脑机接口（Brain Computer Interface, BCI）通过在脑与外部设备间建立直接的通信通道，为探索神经机制、监测大脑状态及实现中枢神经系统功能的修复与增强提供了关键技术支撑。传统BCI研究主要依赖从局部脑区提取的活动特征，在解码的准确性与稳定性方面仍面临挑战。鉴于高级认知与行为源于大规模神经元集群间的动态交互而非孤立脑区活动，BCI研究日益关注解析脑网络的整体拓扑特性，为突破其性能瓶颈带来了新机遇。为全面阐述脑网络分析对BCI技术的赋能价值并提供领域参考，本综述系统梳理了其在BCI领域的核心应用与前沿进展。首先，在机制理解层面，揭示BCI学习与调控过程涉及大规模脑网络动态重组的神经可塑性，而非仅局限于局部活动变化；其次，在状态解码层面，既可提供先验知识以指导与优化解码模型设计，也可作为表征整体拓扑结构的新颖特征，显著提升解码性能；随后，在神经调控方面，为BCI干预提供了更精准的靶点选择依据和效果评估指标，促进了其在神经精神疾病诊疗中的应用效能。最后，本文总结了当前脑网络BCI研究所面临的挑战，包括虚假连接的辨识、个性化脑网络建模、解码性能瓶颈及实时计算需求，并对未来方向进行了展望，以推动该领域的发展。

 Brain Computer Interface (BCI) establishes a direct communication pathway between the brain and external devices, offering critical technological support for exploring neural mechanisms, monitoring brain states, and enabling restoration and enhancement of central nervous system functions. Traditional BCIs have largely relied on signal features extracted from localised brain activities and continue to face challenges in terms of decoding accuracy and stability. Given that higher-order cognition and behaviour emerge from dynamic interactions among large-scale neuronal ensembles—rather than isolated regional activity-BCI is increasingly focusing on analysing the global topological properties of brain networks. This shift presents new opportunities for overcoming performance bottlenecks. To comprehensively elucidate how brain network analysis can promote the development of BCIs and to provide field references, this review systematically surveyed the core applications and recent progress of brain network analysis in BCI. First, from a mechanistic perspective, brain network analysis reveals that BCI learning and modulation involve neuroplasticity characterised by large-scale networ reorganisation, extending beyond mere changes in local activity. Second, for state decoding, brain network analysis can serve
as either a priori knowledge to guide and optimise decoding models or as novel features to characterise the overall topological structure, thereby significantly enhancing performance. Third, in neuromodulation, brain network analysis provides a basis for more precise target selection and more comprehensive outcome assessment for BCI-based interventions, facilitating their
therapeutic efficacy in neuropsychiatric disorders.

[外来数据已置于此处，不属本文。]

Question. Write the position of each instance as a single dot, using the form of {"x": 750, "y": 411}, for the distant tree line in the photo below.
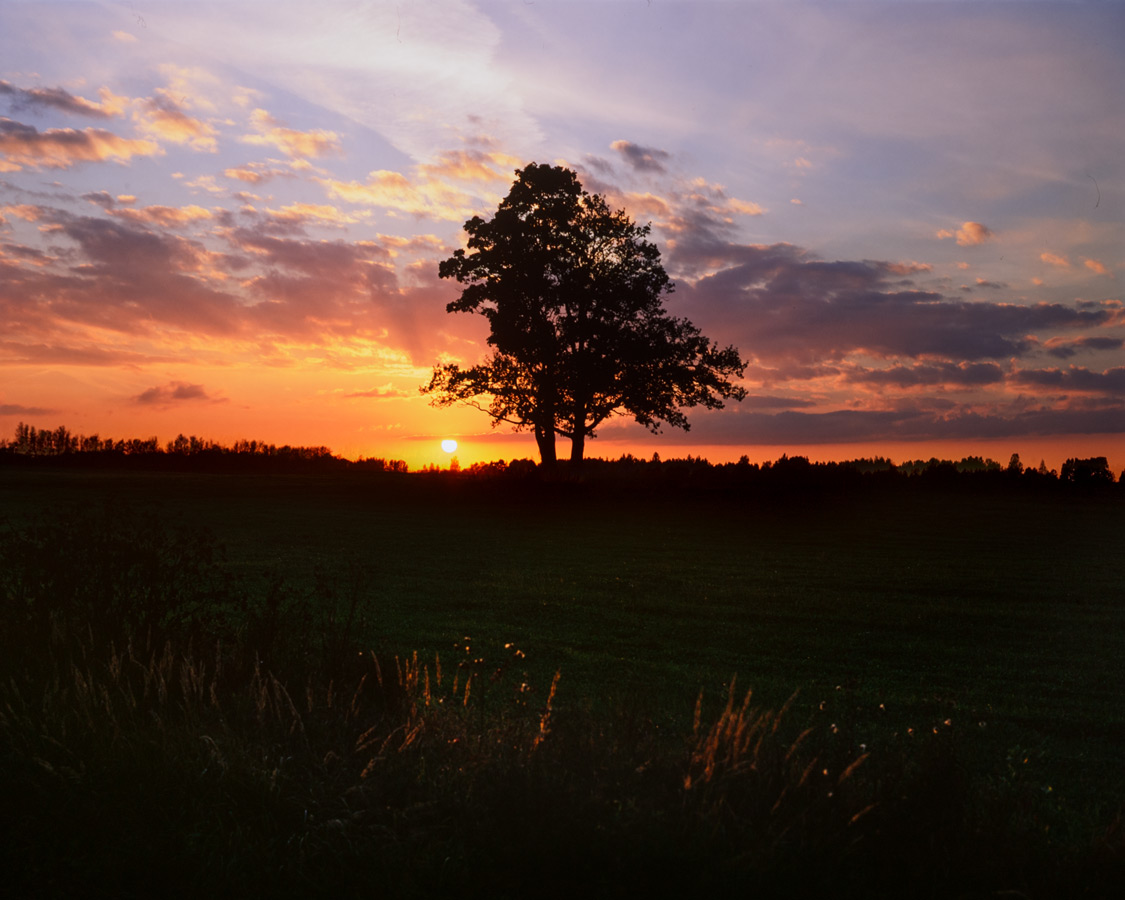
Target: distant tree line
{"x": 60, "y": 442}
{"x": 64, "y": 447}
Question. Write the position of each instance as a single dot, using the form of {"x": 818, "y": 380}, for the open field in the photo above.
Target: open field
{"x": 995, "y": 617}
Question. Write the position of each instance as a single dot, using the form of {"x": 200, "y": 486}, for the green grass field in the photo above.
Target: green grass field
{"x": 997, "y": 615}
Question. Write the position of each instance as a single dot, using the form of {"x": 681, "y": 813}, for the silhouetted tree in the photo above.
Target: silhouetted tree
{"x": 1087, "y": 471}
{"x": 574, "y": 294}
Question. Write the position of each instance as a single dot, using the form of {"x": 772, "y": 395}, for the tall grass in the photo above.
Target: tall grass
{"x": 165, "y": 732}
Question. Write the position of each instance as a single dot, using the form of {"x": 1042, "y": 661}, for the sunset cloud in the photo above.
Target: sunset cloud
{"x": 162, "y": 118}
{"x": 163, "y": 216}
{"x": 25, "y": 146}
{"x": 969, "y": 234}
{"x": 394, "y": 190}
{"x": 928, "y": 376}
{"x": 641, "y": 159}
{"x": 487, "y": 167}
{"x": 63, "y": 101}
{"x": 1076, "y": 378}
{"x": 781, "y": 303}
{"x": 290, "y": 142}
{"x": 254, "y": 172}
{"x": 1064, "y": 349}
{"x": 174, "y": 393}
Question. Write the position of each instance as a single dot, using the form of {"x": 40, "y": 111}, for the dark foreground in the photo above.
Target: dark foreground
{"x": 240, "y": 710}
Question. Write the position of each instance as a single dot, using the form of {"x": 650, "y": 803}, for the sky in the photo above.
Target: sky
{"x": 226, "y": 218}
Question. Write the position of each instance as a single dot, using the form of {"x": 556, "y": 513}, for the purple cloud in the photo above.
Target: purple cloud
{"x": 173, "y": 393}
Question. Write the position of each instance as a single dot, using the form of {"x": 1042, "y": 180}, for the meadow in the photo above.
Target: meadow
{"x": 947, "y": 657}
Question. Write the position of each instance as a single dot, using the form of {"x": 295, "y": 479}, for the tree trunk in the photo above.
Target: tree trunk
{"x": 577, "y": 448}
{"x": 546, "y": 440}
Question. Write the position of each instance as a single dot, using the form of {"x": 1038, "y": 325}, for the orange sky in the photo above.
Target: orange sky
{"x": 908, "y": 217}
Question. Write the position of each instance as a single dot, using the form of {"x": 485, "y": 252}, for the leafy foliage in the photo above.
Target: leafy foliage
{"x": 574, "y": 296}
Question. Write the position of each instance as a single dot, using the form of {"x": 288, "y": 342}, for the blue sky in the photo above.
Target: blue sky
{"x": 226, "y": 218}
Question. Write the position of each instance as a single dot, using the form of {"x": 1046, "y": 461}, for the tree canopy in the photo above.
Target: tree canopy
{"x": 574, "y": 295}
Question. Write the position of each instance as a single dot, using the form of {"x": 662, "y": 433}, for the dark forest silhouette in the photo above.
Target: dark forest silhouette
{"x": 61, "y": 447}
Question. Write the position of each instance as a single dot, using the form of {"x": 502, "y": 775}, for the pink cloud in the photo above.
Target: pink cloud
{"x": 293, "y": 143}
{"x": 25, "y": 146}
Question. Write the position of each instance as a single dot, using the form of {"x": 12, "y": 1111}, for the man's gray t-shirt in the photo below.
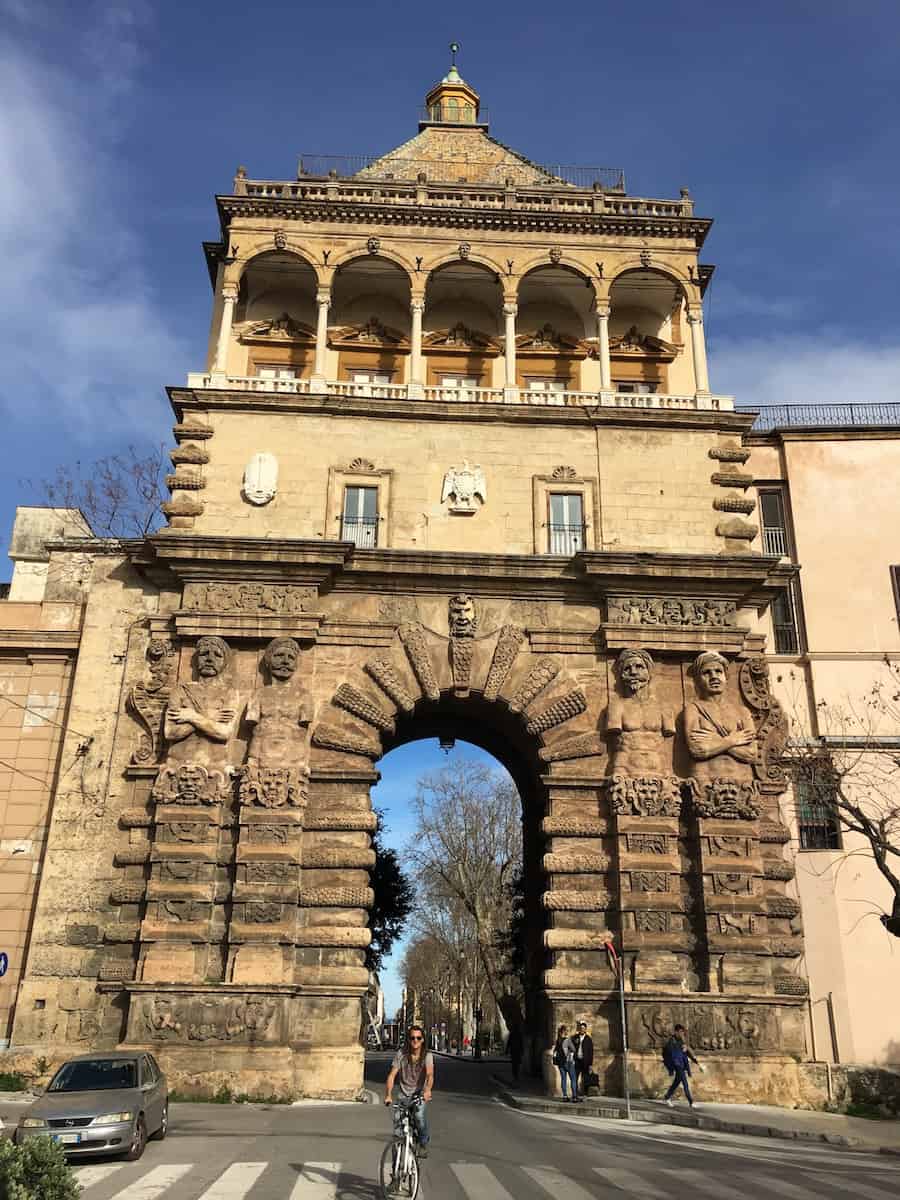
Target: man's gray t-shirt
{"x": 411, "y": 1075}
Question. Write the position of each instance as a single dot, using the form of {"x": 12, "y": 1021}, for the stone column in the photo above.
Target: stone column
{"x": 699, "y": 347}
{"x": 603, "y": 345}
{"x": 510, "y": 391}
{"x": 415, "y": 389}
{"x": 323, "y": 299}
{"x": 229, "y": 295}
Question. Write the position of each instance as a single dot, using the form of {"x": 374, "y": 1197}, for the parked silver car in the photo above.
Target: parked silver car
{"x": 101, "y": 1104}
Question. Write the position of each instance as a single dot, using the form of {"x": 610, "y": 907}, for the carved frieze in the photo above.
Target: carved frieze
{"x": 388, "y": 677}
{"x": 559, "y": 712}
{"x": 727, "y": 799}
{"x": 648, "y": 796}
{"x": 541, "y": 675}
{"x": 649, "y": 881}
{"x": 280, "y": 599}
{"x": 147, "y": 701}
{"x": 336, "y": 898}
{"x": 330, "y": 737}
{"x": 670, "y": 611}
{"x": 509, "y": 642}
{"x": 772, "y": 725}
{"x": 412, "y": 635}
{"x": 191, "y": 783}
{"x": 462, "y": 623}
{"x": 274, "y": 787}
{"x": 203, "y": 1019}
{"x": 582, "y": 745}
{"x": 354, "y": 701}
{"x": 462, "y": 486}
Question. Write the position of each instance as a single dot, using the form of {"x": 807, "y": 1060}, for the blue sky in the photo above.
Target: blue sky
{"x": 123, "y": 118}
{"x": 120, "y": 120}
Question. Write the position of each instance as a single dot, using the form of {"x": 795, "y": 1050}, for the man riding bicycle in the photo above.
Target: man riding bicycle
{"x": 413, "y": 1069}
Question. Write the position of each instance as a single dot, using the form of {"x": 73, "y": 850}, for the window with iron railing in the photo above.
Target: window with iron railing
{"x": 567, "y": 523}
{"x": 359, "y": 522}
{"x": 817, "y": 821}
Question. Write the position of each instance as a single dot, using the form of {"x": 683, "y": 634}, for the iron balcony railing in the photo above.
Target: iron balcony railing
{"x": 335, "y": 166}
{"x": 774, "y": 541}
{"x": 567, "y": 539}
{"x": 363, "y": 532}
{"x": 798, "y": 417}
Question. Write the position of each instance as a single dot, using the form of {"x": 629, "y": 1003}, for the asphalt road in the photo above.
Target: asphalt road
{"x": 480, "y": 1151}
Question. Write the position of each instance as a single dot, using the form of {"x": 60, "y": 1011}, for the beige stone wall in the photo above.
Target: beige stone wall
{"x": 843, "y": 498}
{"x": 653, "y": 485}
{"x": 36, "y": 658}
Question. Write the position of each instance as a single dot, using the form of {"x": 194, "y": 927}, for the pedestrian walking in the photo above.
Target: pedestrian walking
{"x": 564, "y": 1061}
{"x": 583, "y": 1056}
{"x": 678, "y": 1057}
{"x": 515, "y": 1049}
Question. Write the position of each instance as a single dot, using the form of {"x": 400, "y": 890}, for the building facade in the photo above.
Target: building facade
{"x": 828, "y": 493}
{"x": 453, "y": 466}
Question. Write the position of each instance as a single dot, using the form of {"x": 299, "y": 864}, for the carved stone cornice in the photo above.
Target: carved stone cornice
{"x": 523, "y": 220}
{"x": 186, "y": 401}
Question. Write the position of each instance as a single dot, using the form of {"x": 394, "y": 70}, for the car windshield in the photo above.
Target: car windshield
{"x": 94, "y": 1075}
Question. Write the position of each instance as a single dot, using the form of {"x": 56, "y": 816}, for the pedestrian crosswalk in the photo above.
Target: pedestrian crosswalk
{"x": 623, "y": 1176}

Finally, this review summarises the current challenges in brain networkbased BCI-including identification of spurious connections, individualised network modelling, decoding performance bottlenecks, and real-time computational demands-and offers an outlook on future directions to promote the development of this field.